A la siguiente mañana a Shasha no le dio tiempo a pasar el aspirador. Entraba y salía en los compartimentos haciendo balance de la ropa de cama de los pasajeros que bajaban en Harbin; repartía los billetes a los que descendían en la siguiente estación, consultaba una larga lista e iba de un lado para otro con aspecto de persona apurada y cumplidora. Por la mañana, ya sin la intranquilidad de la noche por medio, Li Piao pareció reconciliada con nosotros; se presentó en el compartimento como una buena vecina que se despide en el momento previo a iniciar unas largas vacaciones. En esos instantes cualquier nadería había de servir a la fuerza para hacer evidente una familiaridad que no habíamos sido capaces de alcanzar en días previos. Ahora Li Piao se sentó junto a mí, amparada, eso sí, en la compañía de Han y del otro chino; tenía un aspecto relajado, sonreía. Me miraba pero no quitaba ojo a Berta, pendiente de ella como quien no está segura del terreno que pisa. Mesurar los gestos, mirar fijo, espiar lo que viene. Observar, disfrutar de la proximidad, vivir el chisporroteo eléctrico que resultaba del roce de un brazo, el muslo. Tomé el diccionario de chino; luego miré los piñoncitos de mi chinita —casi como los de un conejito frente a una zanahoria—; todavía —¡gran atrevimiento!— osé pasarle la yema del dedo por la sien; ella sonrió levemente. Sacarle la música al cuerpo; eso fue en la noche anterior. Lo de ahora era cosa de los ojos, de estética, de mujer, de ternura. Harbin. Poco después la despedida fue un desmañado beso en la mejilla y un bye bye en un pasillo atestado de pasajeros que llegaban a su destino. La verdad es que se me llenó el cuerpo de ternura después de que Li Piao descendiera del tren en aquella ciudad de Manchuria.
Todo estaba mojado, discurría un paisaje gris inundado por el agua y el barro. Había, sin embargo, una luz suave y agradable. Harbin quedaba atrás.

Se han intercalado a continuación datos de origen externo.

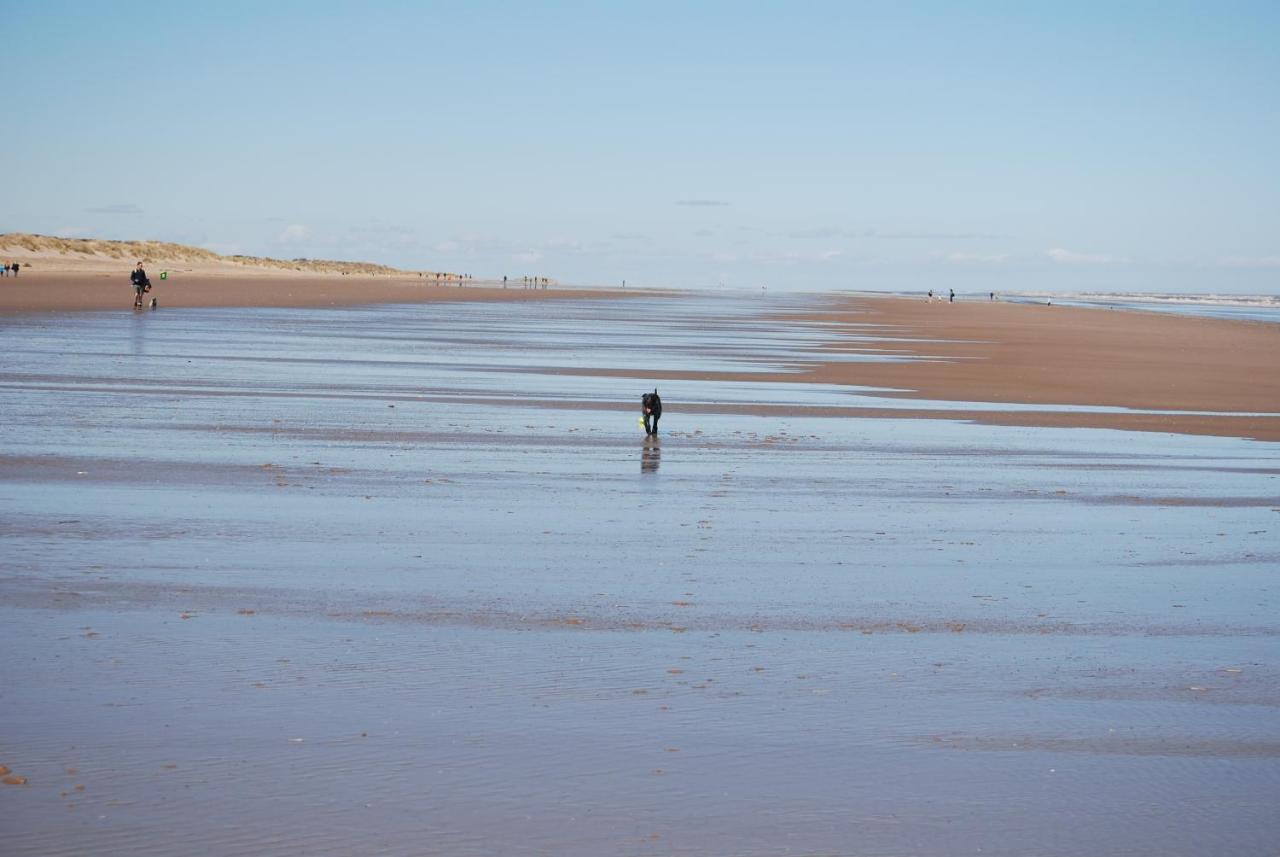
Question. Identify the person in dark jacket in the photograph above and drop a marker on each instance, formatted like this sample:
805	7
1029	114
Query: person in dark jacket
141	285
650	404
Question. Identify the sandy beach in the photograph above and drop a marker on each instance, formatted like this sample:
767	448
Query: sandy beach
1191	375
405	577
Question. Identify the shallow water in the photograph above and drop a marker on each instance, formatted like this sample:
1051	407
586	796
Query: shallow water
383	581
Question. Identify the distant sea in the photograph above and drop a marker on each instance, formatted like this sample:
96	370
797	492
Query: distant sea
1248	307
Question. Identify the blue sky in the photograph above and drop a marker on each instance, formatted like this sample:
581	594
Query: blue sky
1006	146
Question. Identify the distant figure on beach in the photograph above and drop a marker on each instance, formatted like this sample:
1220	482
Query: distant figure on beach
141	285
650	403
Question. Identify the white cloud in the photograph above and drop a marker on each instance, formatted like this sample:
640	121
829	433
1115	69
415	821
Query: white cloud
977	259
562	243
115	207
1252	261
1069	257
293	233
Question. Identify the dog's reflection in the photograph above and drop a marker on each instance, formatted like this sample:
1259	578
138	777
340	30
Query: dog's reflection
650	456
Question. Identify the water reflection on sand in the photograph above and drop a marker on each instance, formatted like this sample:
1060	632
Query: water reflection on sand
357	581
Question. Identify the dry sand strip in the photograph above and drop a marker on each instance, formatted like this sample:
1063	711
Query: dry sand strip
1041	354
1014	353
68	292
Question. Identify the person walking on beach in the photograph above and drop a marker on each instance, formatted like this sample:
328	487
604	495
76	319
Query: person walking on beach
141	285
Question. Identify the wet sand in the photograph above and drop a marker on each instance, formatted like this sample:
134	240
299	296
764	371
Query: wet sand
80	292
402	580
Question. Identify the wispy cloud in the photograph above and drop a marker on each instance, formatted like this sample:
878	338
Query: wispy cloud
115	207
887	234
1069	257
977	259
1252	261
292	234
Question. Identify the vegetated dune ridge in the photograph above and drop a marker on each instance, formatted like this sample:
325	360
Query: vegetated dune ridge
87	255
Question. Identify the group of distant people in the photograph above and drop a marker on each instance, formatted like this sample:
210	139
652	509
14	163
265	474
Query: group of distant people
951	296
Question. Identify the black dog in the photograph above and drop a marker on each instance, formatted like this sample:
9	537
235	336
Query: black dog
652	406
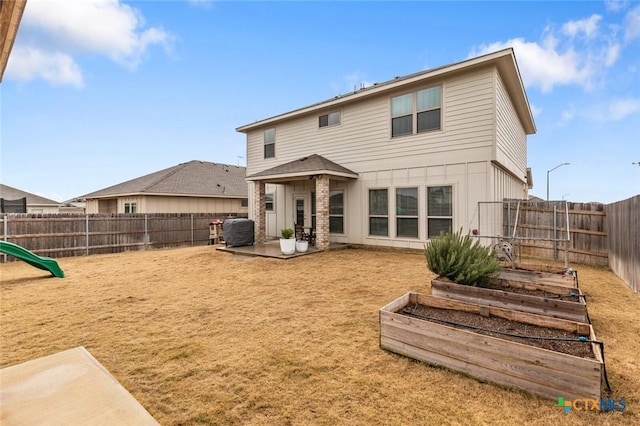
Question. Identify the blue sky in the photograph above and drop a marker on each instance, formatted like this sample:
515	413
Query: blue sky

Por fin había hablado ella con Shasha. Fue en el andén de Harbin después de despedirnos de Han, Li Piao y del resto de los compañeros de viaje. Shasha la había sorprendido con una enorme y hermosa sonrisa cuando Berta, muy insegura por el resultado de su gestión, le hizo comprender que quería hacerle una fotografía en su chiringuito; Shasha se demoró algunos minutos antes de aparecer de nuevo en la puerta de su compartimento, ella lo miró encantado, allí estaba, peinado, con corbata, guapísimo, presidiendo con cara de satisfacción las puertas de su feudo. Enseguida comenzó a retirar todo lo que había sobre la mesa. Después posó sonriente, sentado frente a su mesa de trabajo, con cara de ferroviario responsable. Berta tuvo que reír tras el objetivo de la cámara para arrancarle una sonrisa. Justo antes de llegar a Changchung pasó por enésima vez el aspirador al vagón.
Una hora más tarde nos despedíamos con un saludo respetuoso y formal, Shasha nos tendió la mano, sonrió y alzó levemente el brazo en señal de despedida. El tren se puso de inmediato en marcha.